Incluso al final de su ajetreada existencia, el Patriarca seguía siendo una máquina soberbia. Poseía recursos que rara vez usaba, poderes que no explotaba desde hacía cientos de miles de años. Se irguió sobre sus deslizadores para observar desde lo alto a sus criaturas mientras rebuscaba, por entre sus memorias menos utilizadas, conocimiento y orientación. En la placa que tenía sobre la frente, entre sus receptores ópticos, dos relucientes puntos de luz azul empezaron a emitir un débil zumbido, y en el extremo superior de su carcasa un platillo poco profundo empezó a brillar con una tenue luz violácea. Habían transcurrido miles de años desde que por última vez había utilizado sus más poderosos métodos de castigo, pero a medida que iba reuniendo datos que le iban proporcionando sus memorias, concluyó que quizás había llegado el momento de emplearlas de nuevo. Al investigar en las memorias de las personas que tenía registradas descubrió lo que Henrietta había explicado, y supo también todo lo que sus nuevos interlocutores le habían preguntado. Comprendió, a diferencia de Henrietta, de qué tipo eran las armas de mano con que se había estado paseando Robin Broadhead. En el fondo de sus más recónditas memorias localizó, retrocediendo hasta antes de su existencia animal, el arma con que habían hecho dormir a sus propios antecesores, y descubrió que se trataba de un arma muy parecida.

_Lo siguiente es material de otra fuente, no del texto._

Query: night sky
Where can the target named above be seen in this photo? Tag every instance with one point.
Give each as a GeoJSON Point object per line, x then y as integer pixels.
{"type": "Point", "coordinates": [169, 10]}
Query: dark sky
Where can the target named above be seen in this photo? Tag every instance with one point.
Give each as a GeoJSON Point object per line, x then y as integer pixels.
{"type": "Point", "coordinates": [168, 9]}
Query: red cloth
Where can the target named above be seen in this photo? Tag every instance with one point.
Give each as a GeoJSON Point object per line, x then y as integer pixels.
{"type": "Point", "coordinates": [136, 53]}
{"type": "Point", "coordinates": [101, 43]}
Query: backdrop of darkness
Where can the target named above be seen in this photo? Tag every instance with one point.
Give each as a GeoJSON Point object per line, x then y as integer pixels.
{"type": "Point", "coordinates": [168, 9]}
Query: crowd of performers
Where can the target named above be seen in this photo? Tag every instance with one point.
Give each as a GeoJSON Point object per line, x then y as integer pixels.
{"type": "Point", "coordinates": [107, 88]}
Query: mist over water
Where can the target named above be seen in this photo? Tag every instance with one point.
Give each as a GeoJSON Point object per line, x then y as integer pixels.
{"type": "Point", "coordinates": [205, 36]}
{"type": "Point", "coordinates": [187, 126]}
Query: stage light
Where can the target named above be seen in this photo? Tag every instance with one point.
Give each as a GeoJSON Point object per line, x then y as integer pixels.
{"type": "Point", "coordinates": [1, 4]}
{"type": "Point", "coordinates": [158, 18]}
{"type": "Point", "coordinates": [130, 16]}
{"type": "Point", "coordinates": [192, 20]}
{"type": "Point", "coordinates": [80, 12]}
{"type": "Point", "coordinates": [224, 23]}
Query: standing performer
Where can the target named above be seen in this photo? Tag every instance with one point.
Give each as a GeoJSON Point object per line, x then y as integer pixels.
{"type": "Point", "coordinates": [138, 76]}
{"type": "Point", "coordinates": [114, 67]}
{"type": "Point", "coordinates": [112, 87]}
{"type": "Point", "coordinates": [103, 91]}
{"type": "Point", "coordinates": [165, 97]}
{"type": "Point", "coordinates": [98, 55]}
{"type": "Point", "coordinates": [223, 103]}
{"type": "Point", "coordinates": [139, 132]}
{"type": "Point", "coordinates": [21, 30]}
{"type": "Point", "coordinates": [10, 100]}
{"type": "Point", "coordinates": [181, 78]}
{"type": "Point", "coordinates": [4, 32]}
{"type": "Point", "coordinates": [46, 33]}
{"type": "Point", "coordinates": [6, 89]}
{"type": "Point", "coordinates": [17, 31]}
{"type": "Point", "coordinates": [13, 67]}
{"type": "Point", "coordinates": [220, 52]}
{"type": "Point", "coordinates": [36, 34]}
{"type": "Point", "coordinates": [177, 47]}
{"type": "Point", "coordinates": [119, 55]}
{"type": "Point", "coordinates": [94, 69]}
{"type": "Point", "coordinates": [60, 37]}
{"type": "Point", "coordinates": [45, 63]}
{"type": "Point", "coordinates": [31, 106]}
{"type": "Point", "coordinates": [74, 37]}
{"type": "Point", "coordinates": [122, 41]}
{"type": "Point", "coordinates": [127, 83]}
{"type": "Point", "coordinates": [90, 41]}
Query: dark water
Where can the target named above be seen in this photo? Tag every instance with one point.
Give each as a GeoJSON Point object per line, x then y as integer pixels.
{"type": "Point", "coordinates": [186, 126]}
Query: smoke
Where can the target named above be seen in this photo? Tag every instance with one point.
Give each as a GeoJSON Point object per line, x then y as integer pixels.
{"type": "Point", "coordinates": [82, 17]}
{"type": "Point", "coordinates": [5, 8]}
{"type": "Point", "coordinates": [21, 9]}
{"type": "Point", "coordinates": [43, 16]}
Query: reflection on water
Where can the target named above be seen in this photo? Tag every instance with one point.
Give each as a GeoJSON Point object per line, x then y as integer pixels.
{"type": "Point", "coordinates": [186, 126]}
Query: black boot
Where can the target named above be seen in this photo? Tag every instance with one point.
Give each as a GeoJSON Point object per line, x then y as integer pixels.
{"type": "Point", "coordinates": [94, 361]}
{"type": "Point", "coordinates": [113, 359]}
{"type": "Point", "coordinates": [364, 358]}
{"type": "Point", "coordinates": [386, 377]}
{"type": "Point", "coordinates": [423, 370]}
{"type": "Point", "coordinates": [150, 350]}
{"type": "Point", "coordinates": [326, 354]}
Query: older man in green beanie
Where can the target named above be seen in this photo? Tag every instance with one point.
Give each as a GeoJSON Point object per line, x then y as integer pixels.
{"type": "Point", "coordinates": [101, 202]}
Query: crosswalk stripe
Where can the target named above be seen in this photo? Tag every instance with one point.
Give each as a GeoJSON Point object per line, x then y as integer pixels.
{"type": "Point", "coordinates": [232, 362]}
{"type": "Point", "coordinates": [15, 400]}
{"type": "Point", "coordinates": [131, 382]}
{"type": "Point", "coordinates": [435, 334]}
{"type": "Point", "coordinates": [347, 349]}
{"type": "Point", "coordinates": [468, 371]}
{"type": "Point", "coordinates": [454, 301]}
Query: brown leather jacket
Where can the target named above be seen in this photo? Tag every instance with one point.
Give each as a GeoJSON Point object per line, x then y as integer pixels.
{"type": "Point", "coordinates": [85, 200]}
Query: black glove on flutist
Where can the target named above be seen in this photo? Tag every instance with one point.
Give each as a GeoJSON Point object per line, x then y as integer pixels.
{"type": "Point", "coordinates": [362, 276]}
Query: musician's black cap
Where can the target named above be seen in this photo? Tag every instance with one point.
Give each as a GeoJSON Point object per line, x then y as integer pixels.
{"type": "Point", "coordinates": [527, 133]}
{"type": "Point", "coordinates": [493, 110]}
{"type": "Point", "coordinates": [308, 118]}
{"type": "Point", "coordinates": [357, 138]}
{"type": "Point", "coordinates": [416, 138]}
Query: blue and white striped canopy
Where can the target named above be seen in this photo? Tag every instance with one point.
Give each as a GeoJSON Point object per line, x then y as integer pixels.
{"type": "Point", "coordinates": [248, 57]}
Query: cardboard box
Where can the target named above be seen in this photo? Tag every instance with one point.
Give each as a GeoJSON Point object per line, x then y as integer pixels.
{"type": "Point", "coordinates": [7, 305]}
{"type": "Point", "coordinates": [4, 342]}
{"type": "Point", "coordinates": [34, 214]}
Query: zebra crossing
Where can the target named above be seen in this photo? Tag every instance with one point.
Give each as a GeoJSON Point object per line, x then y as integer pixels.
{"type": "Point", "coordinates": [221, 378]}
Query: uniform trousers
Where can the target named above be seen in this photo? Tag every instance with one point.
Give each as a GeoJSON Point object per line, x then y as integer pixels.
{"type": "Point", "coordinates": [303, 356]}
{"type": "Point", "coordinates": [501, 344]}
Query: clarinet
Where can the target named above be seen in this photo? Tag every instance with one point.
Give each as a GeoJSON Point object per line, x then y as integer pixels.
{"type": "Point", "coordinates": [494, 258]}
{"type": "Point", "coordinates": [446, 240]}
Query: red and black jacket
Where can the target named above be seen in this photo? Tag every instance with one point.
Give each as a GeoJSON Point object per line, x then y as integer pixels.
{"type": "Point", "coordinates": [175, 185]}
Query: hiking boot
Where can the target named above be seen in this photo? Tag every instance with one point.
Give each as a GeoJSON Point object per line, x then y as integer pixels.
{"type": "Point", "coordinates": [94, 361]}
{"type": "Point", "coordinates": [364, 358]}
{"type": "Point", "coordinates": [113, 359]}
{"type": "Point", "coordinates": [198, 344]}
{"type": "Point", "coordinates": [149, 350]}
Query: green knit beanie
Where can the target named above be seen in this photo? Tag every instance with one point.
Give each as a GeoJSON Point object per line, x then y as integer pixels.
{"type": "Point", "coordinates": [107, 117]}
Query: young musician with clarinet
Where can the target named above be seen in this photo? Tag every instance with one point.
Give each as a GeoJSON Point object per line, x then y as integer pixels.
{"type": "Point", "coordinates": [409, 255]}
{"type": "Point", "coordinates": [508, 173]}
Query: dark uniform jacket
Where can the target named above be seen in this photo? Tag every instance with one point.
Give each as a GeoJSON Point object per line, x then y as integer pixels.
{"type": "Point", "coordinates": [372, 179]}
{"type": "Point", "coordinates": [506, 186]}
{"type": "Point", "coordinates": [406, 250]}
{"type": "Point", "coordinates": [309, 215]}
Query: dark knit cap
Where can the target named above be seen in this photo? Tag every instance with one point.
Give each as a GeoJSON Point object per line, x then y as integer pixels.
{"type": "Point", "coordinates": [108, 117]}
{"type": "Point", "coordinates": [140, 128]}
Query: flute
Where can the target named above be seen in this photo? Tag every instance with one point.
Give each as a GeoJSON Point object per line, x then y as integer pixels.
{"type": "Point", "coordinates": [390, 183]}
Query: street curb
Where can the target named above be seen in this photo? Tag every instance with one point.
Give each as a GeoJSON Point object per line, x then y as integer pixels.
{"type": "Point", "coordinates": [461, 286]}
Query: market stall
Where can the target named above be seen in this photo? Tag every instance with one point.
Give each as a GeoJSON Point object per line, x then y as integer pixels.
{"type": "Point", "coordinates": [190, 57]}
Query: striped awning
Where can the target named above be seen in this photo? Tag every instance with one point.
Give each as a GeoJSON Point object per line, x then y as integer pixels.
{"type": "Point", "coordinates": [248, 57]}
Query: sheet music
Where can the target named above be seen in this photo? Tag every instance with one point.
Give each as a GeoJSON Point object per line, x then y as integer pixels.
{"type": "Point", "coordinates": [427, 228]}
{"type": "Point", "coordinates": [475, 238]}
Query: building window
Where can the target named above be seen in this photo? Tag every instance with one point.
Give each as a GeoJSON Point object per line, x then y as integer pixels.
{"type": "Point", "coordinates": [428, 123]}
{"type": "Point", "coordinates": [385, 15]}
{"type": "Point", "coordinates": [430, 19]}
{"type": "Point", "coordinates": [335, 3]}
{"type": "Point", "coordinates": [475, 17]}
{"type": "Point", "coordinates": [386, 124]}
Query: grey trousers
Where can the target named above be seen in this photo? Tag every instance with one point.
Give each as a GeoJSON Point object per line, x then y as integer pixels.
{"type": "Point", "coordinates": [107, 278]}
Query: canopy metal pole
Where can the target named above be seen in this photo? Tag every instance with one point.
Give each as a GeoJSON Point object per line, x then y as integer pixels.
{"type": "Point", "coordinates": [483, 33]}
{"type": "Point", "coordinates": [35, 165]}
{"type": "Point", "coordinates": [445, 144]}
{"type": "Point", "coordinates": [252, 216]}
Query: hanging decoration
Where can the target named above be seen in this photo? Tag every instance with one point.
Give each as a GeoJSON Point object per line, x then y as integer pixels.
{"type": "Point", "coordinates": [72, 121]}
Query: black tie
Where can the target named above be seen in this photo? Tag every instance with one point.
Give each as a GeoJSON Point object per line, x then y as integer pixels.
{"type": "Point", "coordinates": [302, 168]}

El problema estaba alcanzando una escala como jamás hubiera imaginado, ante la que se sentía incapaz de reaccionar convenientemente. Si pudiera atraparlos él mismo... pero no podía. Su enorme cuerpo era demasiado ancho para circular por los pasajes de la nave, a excepción de los dorados; las armas que le estaban esperando se quedarían sin blanco al que disparar. ¿Y sus criaturas? Sí, tal vez. Tal vez podrían salir a cazar a los intrusos y derrotarles; ciertamente no se perdía nada con intentarlo, que fueran los pocos supervivientes a por ellos; y así se lo ordenó. Pero a pesar de no poder actuar por sí mismo, la capacidad intelectual de su mente mecánica y racional no estaba en absoluto dañada. Podía calcular perfectamente cuáles eran sus posibilidades; y no eran demasiado alentadoras.
La pregunta clave era: ¿estaba su gran proyecto en peligro?
La respuesta era afirmativa. Pero había algo, sí, algo que podía hacer por sí mismo. El punto neurálgico de su plan residía en el lugar en que se controlaba la nave. Aquel lugar era el corazón de toda la construcción; era allí donde había puesto finalmente en marcha los últimos estadios de su plan.